By studying principles of social entrepreneurship, Ali and Greinke developed skills that will equip them to become agents of social change. They hope to use innovative, entrepreneurial ideas to solve chronic, social problems. Many regard social entrepreneurship as the new hope for alleviating seemingly permanent social ills because it has successfully prompted changemaking around the world.
“I’m glad I came to this course to learn about the ways we can help others through various programs and how to make these programs sustainable in the long run,” Greinke said. “With programs such as this, making social programs more sustainable for a better future is a more realistic goal. I plan to use the resources given to me to help others when I go back to school.”
Students visited organizations devoted to social change and developed social business plans for a number of local partner organizations that work to alleviate poverty in Grundy and Franklin counties in middle Tennessee. One community partner organization was Blue Monarch, a rehabilitation program and work ethics course for battered women.

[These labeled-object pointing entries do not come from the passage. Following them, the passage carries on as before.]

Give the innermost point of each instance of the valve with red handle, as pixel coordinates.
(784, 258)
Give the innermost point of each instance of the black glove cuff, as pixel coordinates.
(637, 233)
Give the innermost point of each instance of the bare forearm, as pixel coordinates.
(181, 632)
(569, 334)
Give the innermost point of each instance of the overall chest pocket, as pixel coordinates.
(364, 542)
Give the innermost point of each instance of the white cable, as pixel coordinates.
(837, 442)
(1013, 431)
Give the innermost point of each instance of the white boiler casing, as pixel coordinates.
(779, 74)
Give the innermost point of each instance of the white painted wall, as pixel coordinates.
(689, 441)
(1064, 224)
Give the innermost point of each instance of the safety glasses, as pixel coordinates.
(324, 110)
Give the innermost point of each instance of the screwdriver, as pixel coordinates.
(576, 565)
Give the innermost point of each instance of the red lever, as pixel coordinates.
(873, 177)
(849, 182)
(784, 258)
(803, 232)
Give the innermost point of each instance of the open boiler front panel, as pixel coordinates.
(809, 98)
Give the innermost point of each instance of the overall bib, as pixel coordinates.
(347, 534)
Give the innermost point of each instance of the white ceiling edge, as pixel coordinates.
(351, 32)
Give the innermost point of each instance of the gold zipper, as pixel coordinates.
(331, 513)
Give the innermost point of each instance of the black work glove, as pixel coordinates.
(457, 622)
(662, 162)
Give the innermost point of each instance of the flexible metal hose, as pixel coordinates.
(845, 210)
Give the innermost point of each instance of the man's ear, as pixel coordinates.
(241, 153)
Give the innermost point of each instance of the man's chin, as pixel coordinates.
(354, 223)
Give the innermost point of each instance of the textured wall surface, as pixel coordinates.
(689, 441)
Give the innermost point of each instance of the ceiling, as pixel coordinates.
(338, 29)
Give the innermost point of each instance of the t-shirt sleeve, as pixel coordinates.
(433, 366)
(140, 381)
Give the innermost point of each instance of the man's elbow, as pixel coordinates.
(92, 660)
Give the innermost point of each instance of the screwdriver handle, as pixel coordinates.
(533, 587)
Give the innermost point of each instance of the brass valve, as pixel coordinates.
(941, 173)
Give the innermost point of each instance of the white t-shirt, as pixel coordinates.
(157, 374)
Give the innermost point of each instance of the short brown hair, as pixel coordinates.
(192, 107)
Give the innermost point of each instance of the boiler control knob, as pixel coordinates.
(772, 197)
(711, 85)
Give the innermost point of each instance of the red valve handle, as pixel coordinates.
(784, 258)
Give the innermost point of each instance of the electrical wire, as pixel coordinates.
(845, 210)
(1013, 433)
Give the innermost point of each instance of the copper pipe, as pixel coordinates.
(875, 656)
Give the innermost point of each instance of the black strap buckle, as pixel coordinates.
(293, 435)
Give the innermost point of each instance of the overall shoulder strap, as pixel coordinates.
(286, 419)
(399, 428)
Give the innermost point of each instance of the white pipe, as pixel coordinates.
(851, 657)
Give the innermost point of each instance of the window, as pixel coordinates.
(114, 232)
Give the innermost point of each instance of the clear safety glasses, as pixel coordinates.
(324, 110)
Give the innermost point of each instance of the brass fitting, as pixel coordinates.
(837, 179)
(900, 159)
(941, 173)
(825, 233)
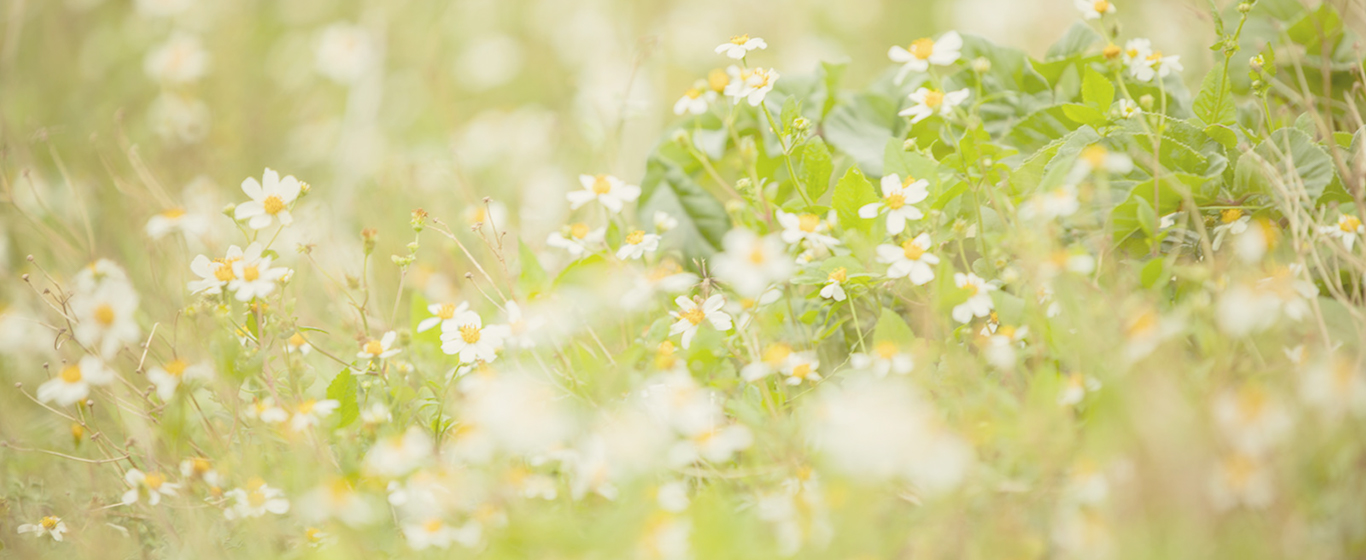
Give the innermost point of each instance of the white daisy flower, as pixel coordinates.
(833, 287)
(637, 245)
(170, 376)
(609, 191)
(741, 45)
(381, 348)
(922, 52)
(691, 313)
(441, 313)
(928, 103)
(466, 336)
(179, 60)
(750, 264)
(750, 84)
(910, 260)
(577, 239)
(73, 384)
(898, 198)
(254, 279)
(175, 220)
(51, 526)
(1094, 8)
(978, 297)
(1347, 230)
(310, 413)
(254, 500)
(269, 201)
(152, 484)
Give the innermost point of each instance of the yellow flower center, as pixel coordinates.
(922, 48)
(694, 316)
(104, 314)
(1096, 156)
(470, 333)
(176, 368)
(272, 205)
(373, 347)
(913, 250)
(933, 99)
(1348, 224)
(601, 185)
(895, 201)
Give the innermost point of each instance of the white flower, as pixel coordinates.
(179, 60)
(51, 526)
(887, 358)
(663, 221)
(152, 484)
(1094, 8)
(933, 101)
(978, 297)
(435, 533)
(922, 52)
(310, 413)
(344, 52)
(577, 239)
(898, 200)
(741, 45)
(691, 313)
(750, 264)
(174, 373)
(74, 383)
(254, 500)
(175, 220)
(805, 227)
(637, 245)
(465, 335)
(1057, 202)
(216, 273)
(750, 84)
(1347, 230)
(269, 201)
(381, 348)
(609, 191)
(910, 260)
(254, 279)
(833, 287)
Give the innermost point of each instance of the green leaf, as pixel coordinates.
(816, 165)
(1097, 90)
(343, 391)
(892, 328)
(1215, 101)
(851, 193)
(702, 219)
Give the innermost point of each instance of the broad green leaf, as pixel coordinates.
(343, 391)
(816, 167)
(851, 193)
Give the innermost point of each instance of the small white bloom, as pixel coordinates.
(910, 260)
(609, 191)
(928, 103)
(741, 45)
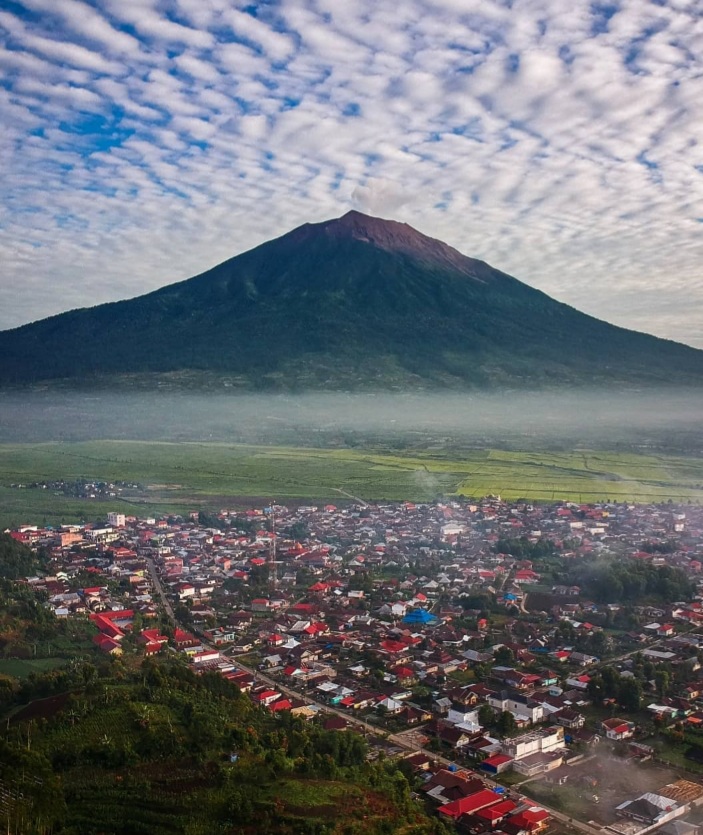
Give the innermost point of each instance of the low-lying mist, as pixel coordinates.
(667, 420)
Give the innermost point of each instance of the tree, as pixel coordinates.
(662, 679)
(504, 656)
(486, 715)
(630, 693)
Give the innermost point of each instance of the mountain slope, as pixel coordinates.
(350, 303)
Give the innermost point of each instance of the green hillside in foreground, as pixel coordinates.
(352, 303)
(151, 751)
(179, 477)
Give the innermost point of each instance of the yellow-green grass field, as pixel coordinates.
(188, 476)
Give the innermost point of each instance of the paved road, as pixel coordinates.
(395, 739)
(160, 591)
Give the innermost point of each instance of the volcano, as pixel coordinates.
(348, 304)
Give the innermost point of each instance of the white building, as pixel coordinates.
(535, 742)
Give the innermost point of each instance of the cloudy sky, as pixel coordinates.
(143, 141)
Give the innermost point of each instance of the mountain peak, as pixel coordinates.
(390, 235)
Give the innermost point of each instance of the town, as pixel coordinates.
(517, 656)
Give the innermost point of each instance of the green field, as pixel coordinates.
(21, 668)
(187, 476)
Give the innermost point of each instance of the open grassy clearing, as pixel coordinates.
(21, 668)
(185, 476)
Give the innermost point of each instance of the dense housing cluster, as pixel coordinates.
(509, 640)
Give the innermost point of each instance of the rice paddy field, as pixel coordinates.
(184, 476)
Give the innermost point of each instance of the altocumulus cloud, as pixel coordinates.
(146, 140)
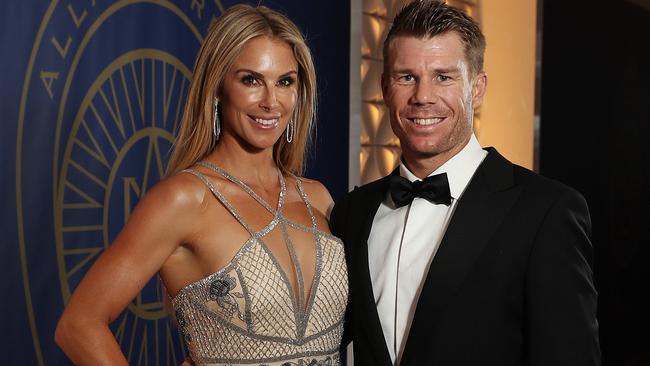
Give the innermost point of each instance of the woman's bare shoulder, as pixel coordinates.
(180, 193)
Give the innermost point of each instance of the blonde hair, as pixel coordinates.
(222, 45)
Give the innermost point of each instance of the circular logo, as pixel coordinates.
(103, 96)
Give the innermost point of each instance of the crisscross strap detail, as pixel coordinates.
(305, 199)
(227, 204)
(242, 185)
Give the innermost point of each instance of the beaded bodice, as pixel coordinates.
(248, 313)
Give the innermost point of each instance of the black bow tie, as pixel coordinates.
(434, 189)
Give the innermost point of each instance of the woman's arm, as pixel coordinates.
(159, 224)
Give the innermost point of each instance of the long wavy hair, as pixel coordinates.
(222, 45)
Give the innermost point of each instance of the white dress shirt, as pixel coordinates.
(404, 240)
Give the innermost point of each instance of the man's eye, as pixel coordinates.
(250, 80)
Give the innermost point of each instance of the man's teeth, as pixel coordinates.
(266, 122)
(426, 121)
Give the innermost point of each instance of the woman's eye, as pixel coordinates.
(250, 80)
(287, 82)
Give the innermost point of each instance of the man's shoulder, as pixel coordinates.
(533, 183)
(365, 190)
(538, 184)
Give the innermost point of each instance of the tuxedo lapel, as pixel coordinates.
(487, 199)
(365, 209)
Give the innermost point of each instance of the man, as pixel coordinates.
(483, 263)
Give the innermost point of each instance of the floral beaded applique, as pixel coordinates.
(313, 362)
(221, 292)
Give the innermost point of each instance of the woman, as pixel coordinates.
(240, 242)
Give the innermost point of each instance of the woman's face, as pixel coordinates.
(259, 94)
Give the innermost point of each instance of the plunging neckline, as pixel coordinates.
(301, 300)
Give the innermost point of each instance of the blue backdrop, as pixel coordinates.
(91, 93)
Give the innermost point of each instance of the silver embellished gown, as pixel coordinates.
(248, 313)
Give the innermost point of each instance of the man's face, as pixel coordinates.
(430, 96)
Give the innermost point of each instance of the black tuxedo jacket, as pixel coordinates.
(511, 283)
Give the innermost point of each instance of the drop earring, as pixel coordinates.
(216, 124)
(290, 131)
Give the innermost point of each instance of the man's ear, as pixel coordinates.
(479, 87)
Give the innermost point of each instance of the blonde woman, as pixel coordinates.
(240, 241)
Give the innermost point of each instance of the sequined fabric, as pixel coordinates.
(247, 313)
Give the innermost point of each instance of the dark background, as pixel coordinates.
(594, 137)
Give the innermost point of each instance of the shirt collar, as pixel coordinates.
(460, 168)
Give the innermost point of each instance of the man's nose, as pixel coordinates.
(425, 92)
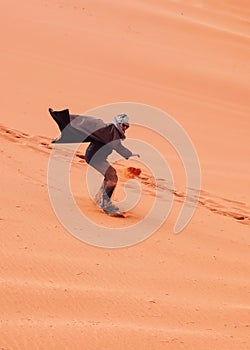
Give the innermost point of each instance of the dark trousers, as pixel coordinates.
(100, 163)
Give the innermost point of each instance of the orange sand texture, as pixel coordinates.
(189, 58)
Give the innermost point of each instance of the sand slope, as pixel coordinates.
(190, 58)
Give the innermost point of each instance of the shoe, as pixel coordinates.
(105, 203)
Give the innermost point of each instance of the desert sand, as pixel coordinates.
(189, 58)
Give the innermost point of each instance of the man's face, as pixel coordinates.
(124, 126)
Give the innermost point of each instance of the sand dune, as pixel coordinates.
(189, 58)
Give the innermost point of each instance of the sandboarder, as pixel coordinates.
(103, 138)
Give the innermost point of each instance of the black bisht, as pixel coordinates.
(77, 128)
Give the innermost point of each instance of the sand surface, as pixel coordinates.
(189, 58)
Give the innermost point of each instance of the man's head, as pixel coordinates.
(123, 120)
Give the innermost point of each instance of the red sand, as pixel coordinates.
(187, 291)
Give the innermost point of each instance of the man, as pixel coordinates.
(103, 138)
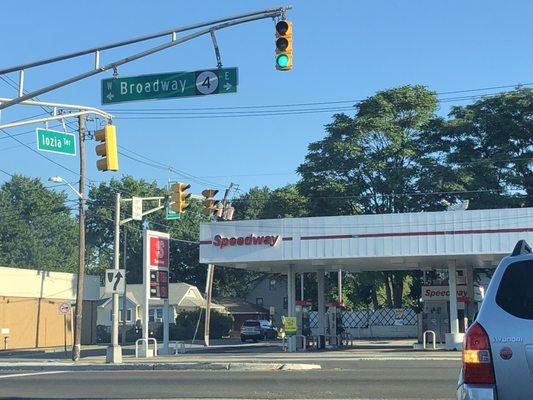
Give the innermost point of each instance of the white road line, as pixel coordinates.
(32, 373)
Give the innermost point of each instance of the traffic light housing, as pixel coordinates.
(283, 45)
(179, 197)
(210, 204)
(108, 148)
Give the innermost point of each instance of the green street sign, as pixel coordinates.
(171, 214)
(56, 142)
(169, 85)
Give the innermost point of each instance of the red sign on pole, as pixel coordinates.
(159, 252)
(157, 263)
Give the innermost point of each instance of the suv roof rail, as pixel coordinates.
(521, 248)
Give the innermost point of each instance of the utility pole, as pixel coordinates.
(76, 348)
(124, 297)
(114, 352)
(340, 285)
(210, 275)
(208, 292)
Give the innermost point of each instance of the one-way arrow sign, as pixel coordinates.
(115, 281)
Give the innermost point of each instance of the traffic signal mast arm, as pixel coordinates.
(212, 26)
(161, 204)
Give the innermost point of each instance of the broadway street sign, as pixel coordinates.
(169, 85)
(56, 142)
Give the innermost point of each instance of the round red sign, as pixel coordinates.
(64, 308)
(506, 353)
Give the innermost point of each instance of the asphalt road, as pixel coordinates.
(364, 379)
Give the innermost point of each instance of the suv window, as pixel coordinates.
(515, 294)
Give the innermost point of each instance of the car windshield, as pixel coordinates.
(254, 324)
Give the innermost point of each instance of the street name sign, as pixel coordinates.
(171, 214)
(115, 281)
(289, 323)
(169, 85)
(56, 141)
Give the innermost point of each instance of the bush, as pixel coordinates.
(186, 321)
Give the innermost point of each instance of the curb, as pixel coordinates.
(194, 366)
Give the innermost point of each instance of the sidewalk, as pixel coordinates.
(224, 355)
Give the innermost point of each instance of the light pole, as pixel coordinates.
(76, 348)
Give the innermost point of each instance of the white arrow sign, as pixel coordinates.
(115, 281)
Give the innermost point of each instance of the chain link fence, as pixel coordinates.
(367, 318)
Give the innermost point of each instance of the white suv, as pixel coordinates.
(498, 347)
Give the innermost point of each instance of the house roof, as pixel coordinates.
(104, 301)
(180, 294)
(240, 306)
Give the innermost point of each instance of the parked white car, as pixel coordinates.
(498, 346)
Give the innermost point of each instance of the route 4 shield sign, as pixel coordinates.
(115, 281)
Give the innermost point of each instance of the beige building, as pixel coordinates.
(182, 297)
(30, 303)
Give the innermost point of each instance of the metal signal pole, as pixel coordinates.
(114, 352)
(76, 348)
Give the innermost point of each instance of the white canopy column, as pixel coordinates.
(454, 339)
(291, 303)
(320, 274)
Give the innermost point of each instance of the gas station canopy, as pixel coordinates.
(478, 238)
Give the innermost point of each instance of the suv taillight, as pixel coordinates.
(477, 357)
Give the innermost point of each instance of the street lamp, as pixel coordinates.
(76, 347)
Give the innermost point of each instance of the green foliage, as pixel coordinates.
(36, 227)
(489, 144)
(186, 321)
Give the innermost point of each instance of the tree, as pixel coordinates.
(489, 146)
(374, 162)
(36, 227)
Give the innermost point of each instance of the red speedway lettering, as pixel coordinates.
(222, 242)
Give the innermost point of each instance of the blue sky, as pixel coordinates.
(343, 50)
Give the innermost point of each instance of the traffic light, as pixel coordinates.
(108, 149)
(179, 197)
(210, 204)
(283, 45)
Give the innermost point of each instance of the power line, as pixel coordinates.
(165, 167)
(352, 101)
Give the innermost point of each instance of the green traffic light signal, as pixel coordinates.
(282, 60)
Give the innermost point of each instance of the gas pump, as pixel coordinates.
(334, 326)
(302, 321)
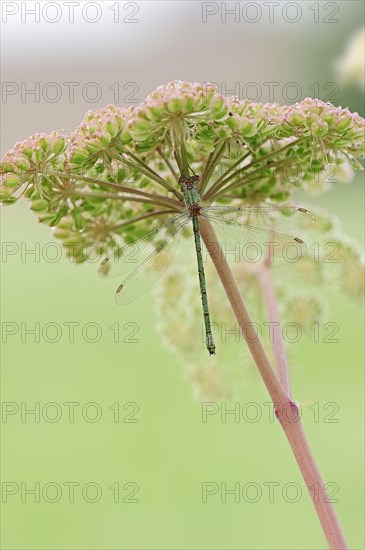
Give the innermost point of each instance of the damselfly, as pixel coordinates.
(148, 257)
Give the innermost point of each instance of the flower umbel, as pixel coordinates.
(117, 173)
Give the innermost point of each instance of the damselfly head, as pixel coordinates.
(188, 182)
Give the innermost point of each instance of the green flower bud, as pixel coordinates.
(39, 205)
(11, 180)
(319, 128)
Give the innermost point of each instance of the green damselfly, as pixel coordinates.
(148, 257)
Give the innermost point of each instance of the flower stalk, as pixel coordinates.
(286, 411)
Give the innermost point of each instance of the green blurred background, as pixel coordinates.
(169, 452)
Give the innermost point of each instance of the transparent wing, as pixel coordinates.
(280, 218)
(261, 226)
(128, 257)
(143, 277)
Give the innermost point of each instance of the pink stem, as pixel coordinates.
(286, 411)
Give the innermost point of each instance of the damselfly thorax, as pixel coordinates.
(148, 257)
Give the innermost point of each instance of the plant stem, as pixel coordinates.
(150, 173)
(212, 162)
(281, 360)
(116, 186)
(168, 163)
(101, 195)
(143, 217)
(223, 180)
(286, 411)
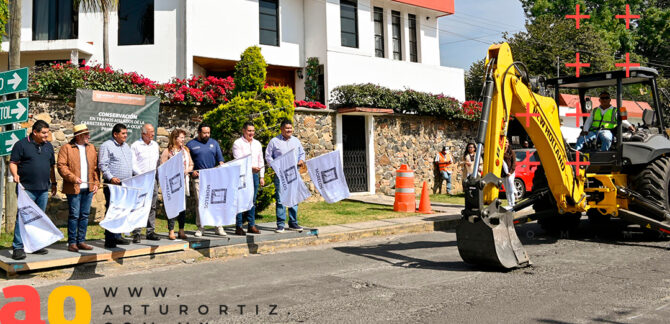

“It was incredibly exciting and refreshing to see such raw enthusiasm from the students of the Social Entrepreneurship Summer Institute,” said Susan Binkley, executive director of Blue Monarch. “Each student seemed to be hungry for knowledge and absorbed information with great optimism for the future. I only wish I could fast forward a few years and see what amazing projects they have developed by then.”
The Sullivan Foundation, which sponsors the program, was created in 1930 to honor young men and women who demonstrate remarkable integrity and commitment to service. Each year during Commencement, Mary Baldwin presents the Algernon Sydney Sullivan award to a graduating senior and a deserving non-student who most fully embody these principles of unselfish service and noble character.